Altaf may have had good reason to have taken refuge in the UK after the operations against the MQM in 1993, confident that the party’s activities in Pakistan would not have a bearing on both his safety and his ability to control the fierce party workers from afar. But then it was only going to be so if the spate of violence on the streets of Karachi did not come home to London. Dr Farooq’s murder transgressed the boundary and the MQM chief himself began to fall under the purview. Last week when the Metropolitan Police’s Counter Terrorism Command Unit searched Hussain’s North West London house for 55 hours and confiscated a number of important documents. The British police was investigating evidence that Dr Farooq’s murder was by members of his own party as he was known to be in discussions to break away and start his own political career.
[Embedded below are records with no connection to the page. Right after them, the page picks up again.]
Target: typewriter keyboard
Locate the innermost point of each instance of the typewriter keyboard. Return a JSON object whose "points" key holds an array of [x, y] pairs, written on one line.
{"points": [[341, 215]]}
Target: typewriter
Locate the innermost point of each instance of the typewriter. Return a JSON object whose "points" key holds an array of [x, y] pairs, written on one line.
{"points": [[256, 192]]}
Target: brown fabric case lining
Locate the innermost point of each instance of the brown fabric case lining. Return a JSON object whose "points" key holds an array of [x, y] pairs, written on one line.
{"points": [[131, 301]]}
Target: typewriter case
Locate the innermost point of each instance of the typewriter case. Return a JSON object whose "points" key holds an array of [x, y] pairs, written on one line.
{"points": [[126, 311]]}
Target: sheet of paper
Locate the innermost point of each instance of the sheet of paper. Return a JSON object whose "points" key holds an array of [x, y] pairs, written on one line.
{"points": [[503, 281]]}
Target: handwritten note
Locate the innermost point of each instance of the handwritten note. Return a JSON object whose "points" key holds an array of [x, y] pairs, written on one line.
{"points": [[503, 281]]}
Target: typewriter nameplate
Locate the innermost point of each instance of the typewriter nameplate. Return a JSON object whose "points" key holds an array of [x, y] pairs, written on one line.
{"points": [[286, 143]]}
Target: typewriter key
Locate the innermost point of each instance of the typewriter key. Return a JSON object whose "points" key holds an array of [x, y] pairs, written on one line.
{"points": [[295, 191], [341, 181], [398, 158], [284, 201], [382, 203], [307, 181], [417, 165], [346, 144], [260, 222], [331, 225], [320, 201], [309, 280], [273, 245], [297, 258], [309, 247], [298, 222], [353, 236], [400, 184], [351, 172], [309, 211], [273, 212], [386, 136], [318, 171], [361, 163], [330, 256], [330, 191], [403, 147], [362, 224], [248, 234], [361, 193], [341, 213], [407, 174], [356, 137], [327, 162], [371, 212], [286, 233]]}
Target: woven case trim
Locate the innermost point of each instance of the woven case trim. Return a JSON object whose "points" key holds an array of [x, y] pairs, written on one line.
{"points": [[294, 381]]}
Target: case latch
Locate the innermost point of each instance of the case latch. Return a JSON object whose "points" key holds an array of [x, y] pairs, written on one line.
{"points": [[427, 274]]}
Speaking to the MQM supporters at ‘90’ on telephone, Altaf said he was voluntarily relinquishing party leadership, a decision that shocked even those that do not support the party. He said the raid had questioned his “moral authority as a leader of millions” and he had to “voluntarily step down.” He said he would fight his case himself if a court of law took up the matter. However, those who thought the move was a gimmick got more credence when the MQM chief took back his resignation on Sunday morning, stating, ““I may not be the chief in the eyes of Britain, but I am the chief in the eyes of party workers.” For the raid in England, he appeared to blame the Pakistani establishment and himself demanded justice for Dr Farooq. The good thing is that Altaf Hussain appears to have realized the seriousness of the murder and has stated he is willing to defend himself in court. Hussain definitely knows how to respond when put in a corner and has shown that by resigning and taking back the resignation on the insistence of the MQM rank and file, his support in Pakistan is still intact. The question, however, is: if his party is not involved in Dr Farooq’s murder, why should the MQM chief fear the law taking its course?